Perhatikan juga kenyataan ini: Yesus menyembuhkan orang sakit itu pada hari Sabat (Yoh. 5:9b, 16). Lagipula orang yang sudah sembu itu tidak boleh mengangkat tilamnnya pada hari Sabat itu, sebab orang tidak boleh bekerja pada hari itu. "Sabat" dalam bahasa Ibrani berarti "Sabbath" yang terjemahannya adalah "istirhat." Ini adalah hari terakhir dalam sepekan menurut perhitungan Yahudi: hari yang disucikan dengan ibadah kepada Allah dan praktis berarti berhenti bekerja (Kel. 20:10; 31:13-17). Yesus kerap kali menentang praktek Sabat yang terlalu legalistis ini (Mat. 12:9-14; Mrk. 2:23-28; Luk. 13:10-17), dan sebaliknya Ia menyatakan bahwa "Anak Manusia adalah tuan atas hari Sabat" (Mrk. 2:28; Yoh. 5:2-18).

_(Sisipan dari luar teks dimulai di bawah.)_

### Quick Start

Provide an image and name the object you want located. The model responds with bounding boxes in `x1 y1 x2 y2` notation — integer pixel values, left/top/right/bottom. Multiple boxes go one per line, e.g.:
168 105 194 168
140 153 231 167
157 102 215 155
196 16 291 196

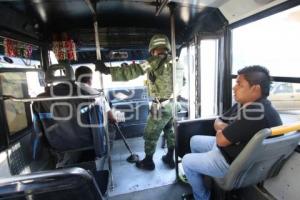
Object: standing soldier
96 34 180 170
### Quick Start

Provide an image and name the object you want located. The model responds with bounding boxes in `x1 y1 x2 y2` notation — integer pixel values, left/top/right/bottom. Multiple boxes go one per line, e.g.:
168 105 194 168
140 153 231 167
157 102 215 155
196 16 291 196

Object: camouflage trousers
144 103 175 155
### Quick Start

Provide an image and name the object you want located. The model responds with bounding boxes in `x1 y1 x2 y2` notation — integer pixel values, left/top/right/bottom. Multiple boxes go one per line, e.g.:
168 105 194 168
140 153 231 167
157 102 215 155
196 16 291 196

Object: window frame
0 68 42 145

Sudah pasti orang-orang Yahudi meragukan Yesus; Dia bukan Mesias (Kristus), apalagi Allah. Malahan, kata mereka, tindakan penyembuhan yang dilakukan Yesus berasal dari seorang yang berdosa (Yoh. 9:16). Dalam hal ini, mereka ini sama sekali tidak tanggap akan kehadiran Mesias (Putera Allah) dan tanda-tanda yang dilakukanNya. Tidak heran, mereka berusaha menganiaya Yesus karena Ia melawan hari Sabat (Yoh. 5:16). Maka benarlah kata-kata Yesus sendiri dalam Mat. 11:25 dan Luk. 10:21.

(Catholic Herald)

Orang Katolik yang terkasih, "Bangunlah, angkatlah tilammu dan berjalanlah" adalah pernyataan Yesus yang penuh dengan kuasa. Bagi orang sakit itu, ia memperoleh kesembuhan karena kepercayaannya pada Yesus. Bagi kita, yang nota bene dilahirkan dalam Kristus melalui Baptisan Suci, adalah pernyataan yang menimbulkan dalam diri kita kesadaran untuk bertobat. Sebagaimana di Betesda (rumah belaskasihan, rumah rahmat, rumah kerahiman), kitapun berhak memperoleh belaskasihan Allah, meskipun kita telah jatuh dalam jurang dosa yang paling mengerikan dan mematikan. Sesaat saja kita MAU untuk menerima kehadiran Allah dan kehendakNya untuk mengampuni dosa kita (yang lebih dahulu datang kepada kita), kita pasti dibebaskan dari segala dosa kita. Pergilah ke ruang pengakuan dosa dan terimalah rahmat belaskasihan Allah melalui tangan sang Imam Kristus yang terurapi. Di sana kita akan diampuni Allah dan diperkenankan untuk hidup baru. Jikalau sudah bertobat dan menerima pengampunan dari Allah, hasilkanlah buah-buah yang sesuai pertobatan itu (Luk. 3:8) dan jangan berbuat dosa lagi (Yoh. 5:16).

Sumber utama: Kitab Suci Katolik – Pax Domini sit semper vobiscum.